Those were the words spoken to me that cold, snowy December afternoon.
“What is the next step then?” I asked the doctor as I tried, unsuccessfully, to clench my jaw and fight back the tears.
Michelle didn’t hear those words. Or my question. She was sound asleep.
I, the caregiver, surrounded by a few family members heard those words.
I, the husband, received the devastating blow.
Those words felt like a knife to my soul. The words, the moment, the feeling –it all sticks with you.
I fell so madly in love with Michelle at the age of eighteen. She was perfect! We spent a year together, before we went our separate ways. Eight years later, we reunited, and planned to spend the rest of our lives together. It was perfect. Alongside her amazing daughter, we would build a beautiful life together. The future was full of possibilities.
Then came cancer. Two and a half years after our reunion. She was diagnosed. Her battle was as epic as she was beautiful.
Five feet, one hundred and five pounds of sheer grit.
We knew her chances of survival were slim; the specialist we saw in New York actually told us that Michelle’s cancer was a “one in seven billion illness.” He described it as an aggressive beast and told us considering the type of cancer and where it developed, only one person in the world gets it each year.
For two and a half years as Michelle battled the beast inside of her, my anticipatory grief was so great, so gut-wrenchingly severe. I made it my job to be Michelle’s caregiver. I was caregiver first, husband second.
I searched the Earth for alternative medicines, cutting edge surgeries and innovative clinical trials. I drove her doctors crazy. I drove her nurses crazy. I drove her crazy, and I drove myself crazy in a quest to do something that could not be done: save her.
Still though, even as the reality and profound fear walked alongside of us each and every day, we had hope. Hope for a miracle, hope that she would be the one who did the impossible and defeated this beast.
On that day, when the doctor suggested ‘hospice’ to me, I thought he was asking me to give up hope.
As it turns out, I was wrong. Hospice, as it would turn out, was the gift we never knew we wanted to receive.
I think about telling Michelle about her cancer, over and over again. Each time she would wake up in the hospital bed she would forget what I had told her a few hours prior. And she would demand to know what was going on. And I would have to tell her again that she was going to die. And that she was going to die very soon.
I saw the most heartbreaking tears you can imagine, over and over again; because apparently living that experience once wasn’t enough pain for us to endure.
I think about leaving the hospital that day on our way to begin hospice care. The fear. The heartbreak. The knowledge that her life was about to come to an end. The knowledge that our journey together was nearing completion.
And then, I think about hospice.
I think about how they cared for my wife. I think about how they cared for me and the love & care they showed, and the hope they provided.
For twenty three days, you gave Michelle her husband back. You gave me my wife back. You allowed me to lay with her, comfort her, talk to her, to be with her. Most importantly, you allowed me to love her.

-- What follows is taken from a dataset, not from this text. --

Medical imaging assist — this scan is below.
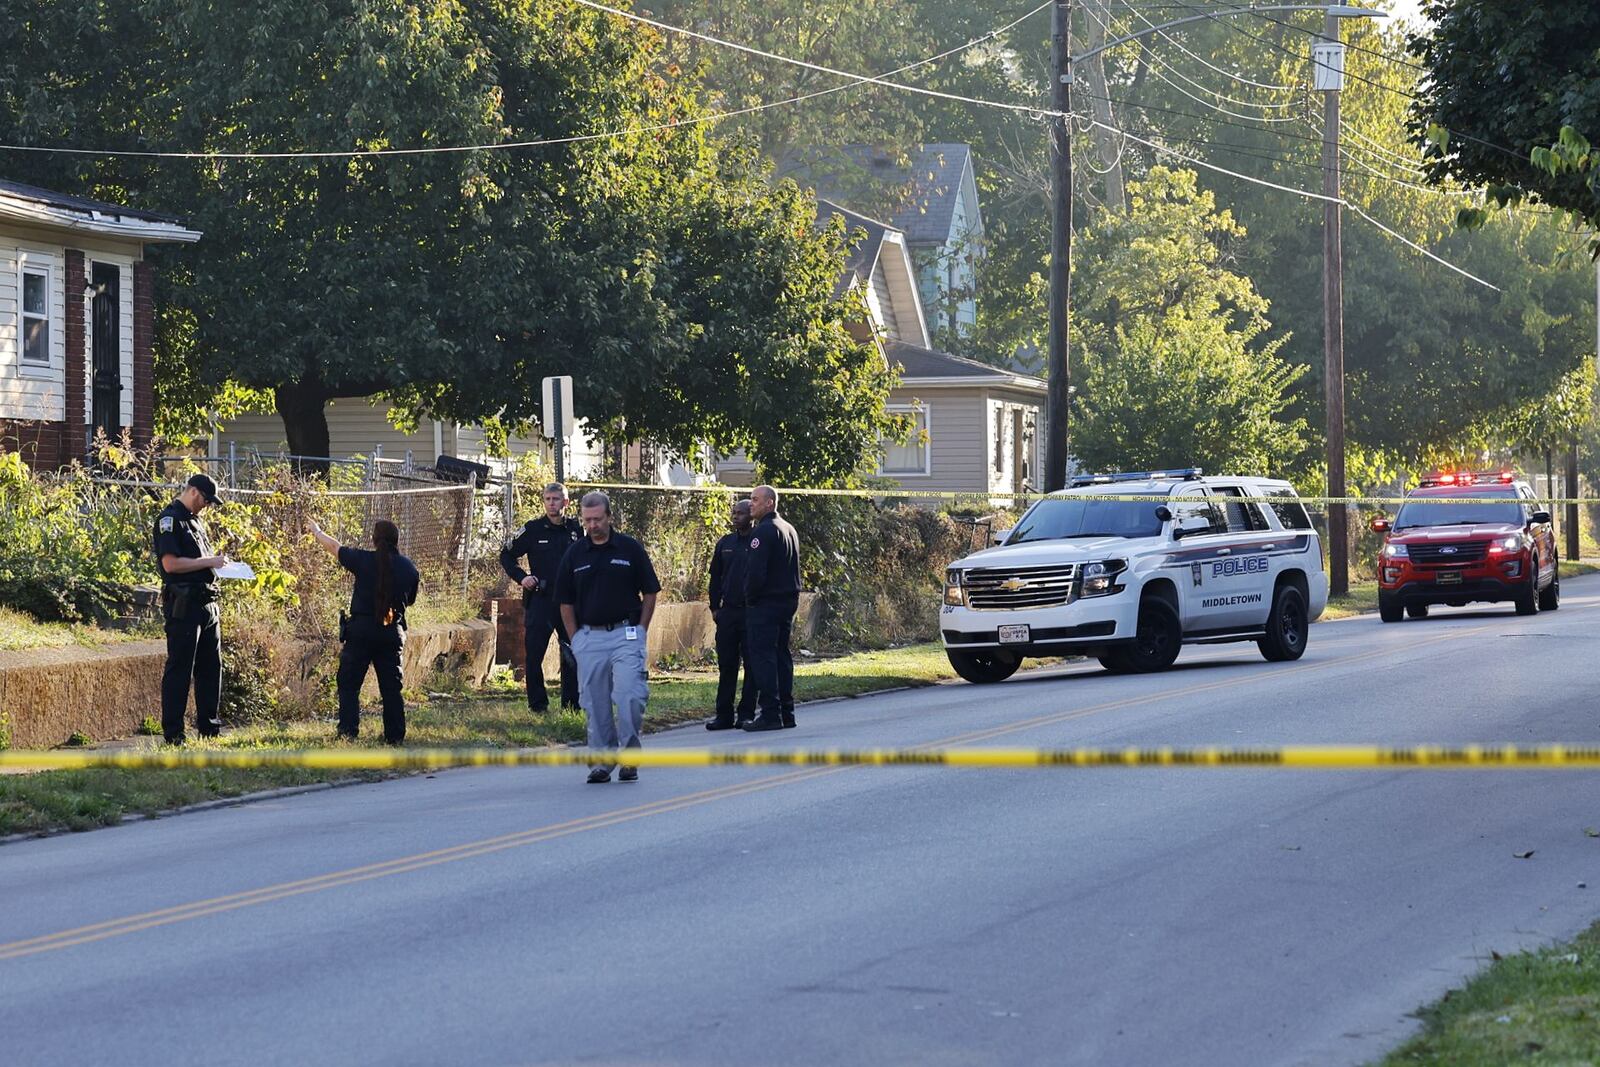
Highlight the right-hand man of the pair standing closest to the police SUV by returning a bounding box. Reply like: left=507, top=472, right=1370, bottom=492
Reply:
left=744, top=485, right=800, bottom=731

And, in those moments that nobody wants to talk about, you were there. You were there to help me wrestle her to the bed, when it had to be done. You were there to bathe her when she was unconscious, in the most gentle of ways. You were there to calm tensions between family as emotions ran high.
You were there to order me out of the room when you saw a destroyed husband who needed a break from the vision before him. You were there to talk to me, each and every day, multiple times a day about her and about myself and how I was feeling. You took the time to talk with me about me, how I was coping. We talked about the past, the present, the future. We talked about our little girl.
And yes, on that morning that she passed away, you allowed me to do something that I will never, ever forget: You allowed me to read her eulogy to her as I cried like a baby, as she lay there, motionless.
But, I know that she could hear me.
Hospice, you gave me peace, you gave me comfort, despite the immense suffering and God-awful terminal agitation that she endured. You honored her with the dignity that she so deserved. The gratitude that I feel cannot be adequately explained.
Twenty-three days of pure hell, losing the love of my life, made survivable, because of HOSPICE.
You saved me.
On that cold, snowy December day when the doctor suggested hospice – I lost all hope.
It turns out, hospice is hope.
Hospice was the gift that we never knew we wanted to receive.